A reader asked me recently: “I applied for a Debt Relief Order last year and my debt was discharged a few months ago. Now I am working and I have a good income. Can I speak with my creditors and pay off my debts? Can I cancel my it ?”
There is a procedure to cancel a bankruptcy even after you are discharged – it is called “annulment”. It is usually extremely expensive as you have to repay not just your own debts but the Official Receiver’s costs too.
But none of these grounds applies to the reader because his DRO has completed. Once that has happened, there is no way to go back and cancel it.
This is why a DRO is not a good solution for people with a temporary debt problem. If you know that you should be able to get a good job in the next few years and then repay your debts, look at a Debt Management Plan instead.
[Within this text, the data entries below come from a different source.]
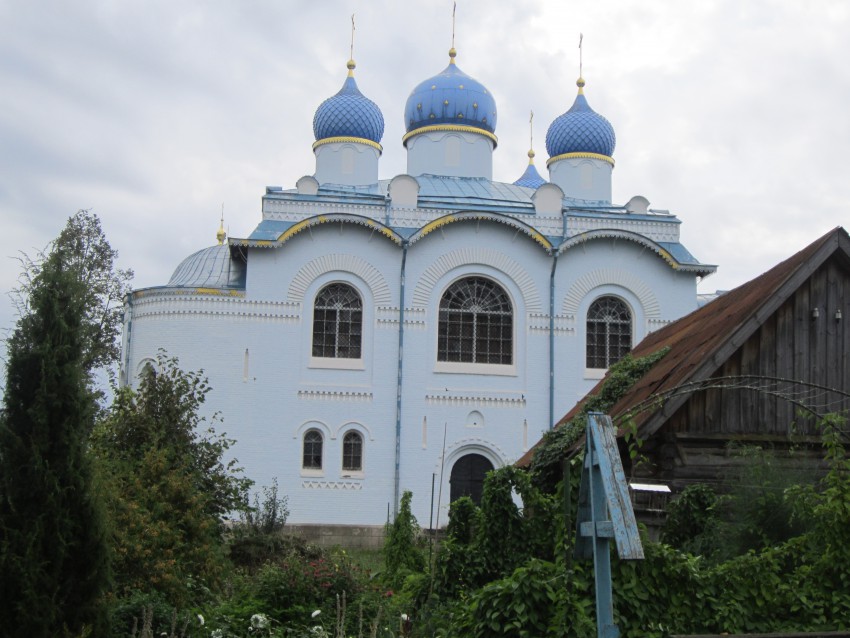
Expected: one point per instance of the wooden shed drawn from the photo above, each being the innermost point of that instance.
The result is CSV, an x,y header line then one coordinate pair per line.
x,y
754,366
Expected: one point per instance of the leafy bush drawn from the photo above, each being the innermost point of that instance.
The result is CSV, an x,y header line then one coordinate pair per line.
x,y
257,537
556,443
401,545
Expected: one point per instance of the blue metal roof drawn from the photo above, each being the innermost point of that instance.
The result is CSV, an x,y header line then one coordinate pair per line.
x,y
530,178
679,252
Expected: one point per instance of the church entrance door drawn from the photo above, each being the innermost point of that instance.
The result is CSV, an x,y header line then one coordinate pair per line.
x,y
467,477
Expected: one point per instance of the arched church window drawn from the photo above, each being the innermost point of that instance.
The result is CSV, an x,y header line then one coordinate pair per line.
x,y
609,332
476,323
352,452
312,458
467,477
337,322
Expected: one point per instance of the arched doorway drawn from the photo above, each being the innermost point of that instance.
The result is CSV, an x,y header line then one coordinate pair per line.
x,y
467,477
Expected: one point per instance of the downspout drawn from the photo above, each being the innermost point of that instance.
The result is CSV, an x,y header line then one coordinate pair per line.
x,y
552,341
397,482
125,377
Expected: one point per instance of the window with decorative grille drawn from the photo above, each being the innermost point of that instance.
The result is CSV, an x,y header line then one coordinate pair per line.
x,y
312,459
337,322
352,452
609,332
476,323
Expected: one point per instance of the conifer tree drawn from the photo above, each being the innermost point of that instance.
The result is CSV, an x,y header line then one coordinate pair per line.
x,y
53,553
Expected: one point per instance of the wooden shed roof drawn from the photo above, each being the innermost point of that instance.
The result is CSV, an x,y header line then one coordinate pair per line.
x,y
703,340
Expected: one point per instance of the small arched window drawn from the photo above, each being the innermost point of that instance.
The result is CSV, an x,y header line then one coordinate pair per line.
x,y
609,332
476,323
337,322
312,458
352,452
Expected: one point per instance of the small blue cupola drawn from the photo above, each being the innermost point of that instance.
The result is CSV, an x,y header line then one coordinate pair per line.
x,y
581,145
348,128
450,121
530,178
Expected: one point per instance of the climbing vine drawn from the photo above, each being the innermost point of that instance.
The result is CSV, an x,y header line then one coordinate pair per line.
x,y
556,443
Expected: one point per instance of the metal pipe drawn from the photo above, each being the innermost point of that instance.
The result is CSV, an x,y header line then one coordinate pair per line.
x,y
552,341
397,482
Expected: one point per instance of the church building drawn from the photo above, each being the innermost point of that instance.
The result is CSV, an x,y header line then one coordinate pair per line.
x,y
372,335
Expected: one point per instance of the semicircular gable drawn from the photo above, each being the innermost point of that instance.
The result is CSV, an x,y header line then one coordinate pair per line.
x,y
485,256
304,224
610,233
481,216
611,276
310,271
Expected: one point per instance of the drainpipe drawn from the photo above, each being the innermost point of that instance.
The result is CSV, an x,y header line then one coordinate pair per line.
x,y
552,341
126,372
397,481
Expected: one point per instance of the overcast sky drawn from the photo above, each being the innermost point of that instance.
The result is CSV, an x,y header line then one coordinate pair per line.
x,y
734,115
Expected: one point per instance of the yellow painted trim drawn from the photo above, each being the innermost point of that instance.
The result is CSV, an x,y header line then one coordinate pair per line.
x,y
217,291
300,226
448,219
437,223
344,139
453,128
598,156
386,232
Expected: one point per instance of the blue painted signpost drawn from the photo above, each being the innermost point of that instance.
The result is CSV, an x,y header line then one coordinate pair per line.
x,y
604,512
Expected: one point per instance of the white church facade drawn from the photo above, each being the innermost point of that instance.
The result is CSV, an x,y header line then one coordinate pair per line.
x,y
372,336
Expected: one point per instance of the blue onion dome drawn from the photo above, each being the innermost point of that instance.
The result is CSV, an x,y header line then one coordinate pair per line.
x,y
450,100
348,116
530,178
211,267
581,131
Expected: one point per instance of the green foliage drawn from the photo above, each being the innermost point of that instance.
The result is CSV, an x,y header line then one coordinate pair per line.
x,y
53,553
557,443
463,521
528,603
90,260
258,536
401,549
760,508
489,542
169,486
691,519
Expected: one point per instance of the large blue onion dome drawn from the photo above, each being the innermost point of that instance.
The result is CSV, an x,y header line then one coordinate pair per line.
x,y
530,178
450,100
582,131
348,116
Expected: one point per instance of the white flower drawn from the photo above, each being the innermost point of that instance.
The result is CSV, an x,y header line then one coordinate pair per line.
x,y
259,621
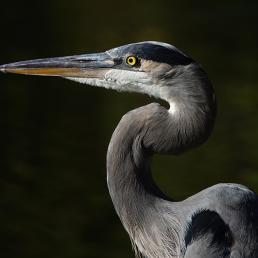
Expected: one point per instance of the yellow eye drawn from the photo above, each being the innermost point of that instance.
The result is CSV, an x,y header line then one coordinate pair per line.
x,y
131,60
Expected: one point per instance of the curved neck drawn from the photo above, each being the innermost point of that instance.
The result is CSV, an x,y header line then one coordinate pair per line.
x,y
143,132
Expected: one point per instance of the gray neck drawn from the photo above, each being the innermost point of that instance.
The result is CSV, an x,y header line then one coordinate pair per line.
x,y
143,132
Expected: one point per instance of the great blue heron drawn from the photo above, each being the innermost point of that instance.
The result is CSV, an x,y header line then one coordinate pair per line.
x,y
221,221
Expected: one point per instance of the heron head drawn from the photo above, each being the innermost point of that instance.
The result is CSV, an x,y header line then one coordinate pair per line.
x,y
147,67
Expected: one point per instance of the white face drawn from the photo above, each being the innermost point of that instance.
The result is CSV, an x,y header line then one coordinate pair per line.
x,y
146,78
141,67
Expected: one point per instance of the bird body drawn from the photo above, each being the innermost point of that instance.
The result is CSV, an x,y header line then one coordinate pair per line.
x,y
220,221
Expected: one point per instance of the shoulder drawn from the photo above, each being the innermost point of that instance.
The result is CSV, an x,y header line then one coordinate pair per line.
x,y
207,235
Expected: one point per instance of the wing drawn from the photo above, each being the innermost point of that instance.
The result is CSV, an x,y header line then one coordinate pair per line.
x,y
208,236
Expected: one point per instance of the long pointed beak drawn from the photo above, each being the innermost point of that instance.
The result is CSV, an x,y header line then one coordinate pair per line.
x,y
86,66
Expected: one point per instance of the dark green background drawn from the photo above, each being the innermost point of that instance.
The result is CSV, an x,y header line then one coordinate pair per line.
x,y
54,133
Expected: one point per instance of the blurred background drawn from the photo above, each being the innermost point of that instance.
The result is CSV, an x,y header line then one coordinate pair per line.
x,y
54,133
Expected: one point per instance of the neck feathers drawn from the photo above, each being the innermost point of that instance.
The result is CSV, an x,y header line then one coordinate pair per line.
x,y
141,133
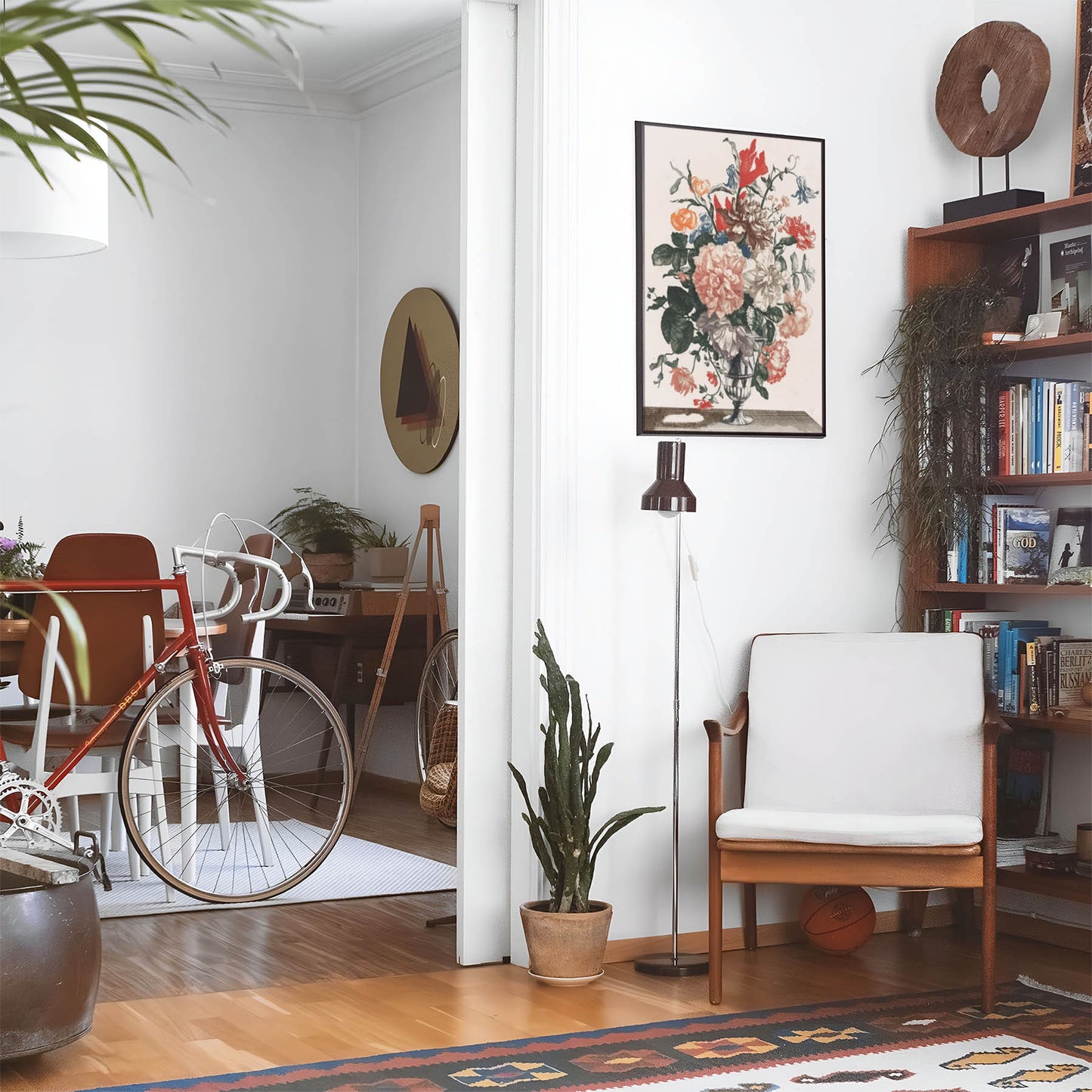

“But I want to repay my creditors”
Strictly you don’t have any creditors anymore because your debts no longer exist. Personally, I wouldn’t worry about banks or credit card companies – they took a business decision to lend to you and they charge enough so they make a profit even if a few loans aren’t repaid. And any debt collectors your debts were sold to would only have paid a few pennies in the pound for your debts.
“It seems wrong to have taken the easy way out”
You made what was probably the right decision at the time. If you feel you owe society something in exchange for your clean start, then the best thing to do is to make sure your finances never get into a mess again:
- save up a good size emergency fund – aim to have for 3-6 months expenditure in a savings account;
- get a good budget, including putting money aside for long term items such as replacing your car;
- make regular pension contributions.
“I want it off my credit record”
That’s not going to happen – the DRO marker will drop off your credit record six years after the DRO started. There are ways to improve your credit record in the meanwhile, see Clean up your credit file after a DRO for details, but it’s not going to be great until the six years are up.
If you are in a good enough position now to want to get a mortgage, then the money you would have used to repay your debts will be the start of your deposit. Set up a monthly standing order to put more money aside. You could talk to a “bad credit mortgage broker” when you have at least 20% deposit saved – but you might get a much better deal if you wait until the six years is over.